Five minutes with a Fellow – Dr Rachel Clement Tolley
I was delighted to join Trinity Hall in September 2018 to continue my research in criminal law and to teach our sharp and committed undergraduate law students.
I joined the Hall from Wadham College, Oxford, where I wrote my doctoral thesis, Deception, Mistake, Privacy and Consent: A Conceptual Framework for Resolving the ‘Line-drawing’ Problem in Sex-by-Deception and Mistaken Sex. I also read the BA in Jurisprudence and the BCL at Wadham and taught criminal law as a Stipendiary Lecturer at Hertford College, Oxford, during my
I spend a lot of my time – in both my teaching and research – thinking about the tragedies and trauma that may befall us, and how the law can and should respond. Every supervision provides new ideas for future research but at the moment my main focus is on consent to sexual activity and, secondly, on the way that the criminal law defines the ‘body’.

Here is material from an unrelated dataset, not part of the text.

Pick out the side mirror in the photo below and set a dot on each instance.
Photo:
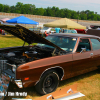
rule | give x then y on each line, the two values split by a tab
83	50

I’ve been interested in the difficulties inherent in regulating ‘sex-by-deception’ in the criminal law since I was an undergraduate student. If D lies to C, and C agrees to sexual activity on that basis, does C’s agreement amount to valid consent in the eyes of the criminal law? Does it matter if D simply failed to disclose the relevant information? Does the subject matter of the deception or non-disclosure matter? Should we treat lies or non-disclosures about sexual health or sexual history differently to lies or non-disclosures about wealth, occupation or love?
This issue has frequently troubled the courts. Just recently the High Court dismissed an application to judicially review the decision of the CPS not to prosecute a former undercover police officer who engaged in sexual activity with an environmental activist who would not have consented to that activity, had she known the officer’s true identity (R (Monica) v DPP and Boyling
 EWHC 3469).
My work challenges orthodox legal approaches to identifying deception and recasts the right to sexual integrity in a novel way. From these foundations, I argue that the distinction between deception and non-disclosure does indeed matter. I also argue that, in some narrow circumstances, the right to sexual integrity must be balanced against D’s rights, chiefly (but by no means exclusively) the right to privacy. This balancing exercise functions to exclude, from the reach of both moral censure and criminal law, certain deceptions and non-disclosures. However, some deceptions should preclude the legal validity of consent. The difficulty is knowing where, and how, to ‘draw the line’. My work provides a much needed, robust theoretical framework for resolving these long-standing ‘line-drawing’ difficulties, and for critiquing decisions like Boyling.
When I’m not working on sexual offences and consent, I am busy researching how non-fatal, non-sexual offences against the person apply to users of mobility aids. Under the current law, if D deliberately strikes C’s prosthetic leg and breaks it, and D intends to damage only the prosthetic leg, D is not liable for any serious offence against the person. I argue that, in such circumstances, the law fails to properly characterise the harm sustained by C, and the wrong committed by D. Accordingly, I argue in favour of a reimagining of the body in criminal law, and the extension of the offences against the person, in order to ensure the appropriate recognition and protection of all bodies, including those of people with disabilities.
I’m grateful to continue my research in such a supportive, and intellectually rich environment. It is also a joy to teach Trinity Hall law students. To do so in a fellowship endowed in the name of John Collier, a man who taught over 1,000 law students, is a distinct privilege.